Given that; Sigma*x = 52; n = 8; y = 225; Sigma*xy = 1335; Sigma * x ^ 2 = 380; Sigma * y ^ 2 = 7007 and Calculated the least squares regression line of y on x in form of y = a + bx

To calculate the least squares regression line of y on x in the form of y = a + bx, we need to find the values of a and b.

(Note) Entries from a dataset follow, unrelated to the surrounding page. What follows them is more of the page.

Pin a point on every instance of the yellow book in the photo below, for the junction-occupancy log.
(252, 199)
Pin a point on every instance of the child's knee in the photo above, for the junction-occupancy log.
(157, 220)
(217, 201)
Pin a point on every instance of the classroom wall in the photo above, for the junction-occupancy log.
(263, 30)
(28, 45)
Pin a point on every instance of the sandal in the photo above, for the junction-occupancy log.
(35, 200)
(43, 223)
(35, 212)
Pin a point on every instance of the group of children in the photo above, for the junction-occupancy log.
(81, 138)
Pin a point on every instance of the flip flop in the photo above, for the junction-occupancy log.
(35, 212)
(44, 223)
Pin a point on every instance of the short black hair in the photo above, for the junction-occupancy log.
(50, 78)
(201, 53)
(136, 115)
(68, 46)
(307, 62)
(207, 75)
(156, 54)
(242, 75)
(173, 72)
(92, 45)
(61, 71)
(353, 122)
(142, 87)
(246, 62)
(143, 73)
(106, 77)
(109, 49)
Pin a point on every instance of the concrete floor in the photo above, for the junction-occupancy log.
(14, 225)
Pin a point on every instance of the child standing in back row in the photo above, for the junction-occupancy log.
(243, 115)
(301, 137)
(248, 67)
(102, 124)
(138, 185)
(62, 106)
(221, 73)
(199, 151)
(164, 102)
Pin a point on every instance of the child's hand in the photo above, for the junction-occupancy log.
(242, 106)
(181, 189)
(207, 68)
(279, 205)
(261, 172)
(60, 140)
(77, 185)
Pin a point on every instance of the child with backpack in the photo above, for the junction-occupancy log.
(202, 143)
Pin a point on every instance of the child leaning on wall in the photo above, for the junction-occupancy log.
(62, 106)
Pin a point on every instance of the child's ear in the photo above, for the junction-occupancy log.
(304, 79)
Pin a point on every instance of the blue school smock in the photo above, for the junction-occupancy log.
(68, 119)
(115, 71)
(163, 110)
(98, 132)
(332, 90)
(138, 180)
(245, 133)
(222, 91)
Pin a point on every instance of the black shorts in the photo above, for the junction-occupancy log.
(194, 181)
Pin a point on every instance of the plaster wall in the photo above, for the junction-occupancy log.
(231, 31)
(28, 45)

Step 1: Calculate the mean of x (x̄) and the mean of y (ȳ).
x̄ = Sigma*x / n = 52 / 8 = 6.5
ȳ = y / n = 225 / 8 = 28.125

Step 2: Calculate the sum of squares of x (SSx) and the sum of squares of y (SSy).
SSx = Sigma * x^2 - n * (x̄)^2 = 380 - 8 * (6.5)^2 = 380 - 338 = 42
SSy = Sigma * y^2 - n * (ȳ)^2 = 7007 - 8 * (28.125)^2 = 7007 - 6314.06 = 692.94

Step 3: Calculate the sum of cross-products (Sxy).
Sxy = Sigma * xy - n * x̄ * ȳ = 1335 - 8 * 6.5 * 28.125 = 1335 - 14625 = -13290

Step 4: Calculate the slope (b):
b = Sxy / SSx = -13290 / 42 = -316.43

Step 5: Calculate the intercept (a):
a = ȳ - b * x̄ = 28.125 - (-316.43) * 6.5 = 28.125 + 2055.295 = 2083.42

Therefore, the least squares regression line of y on x is y = 2083.42 - 316.43x.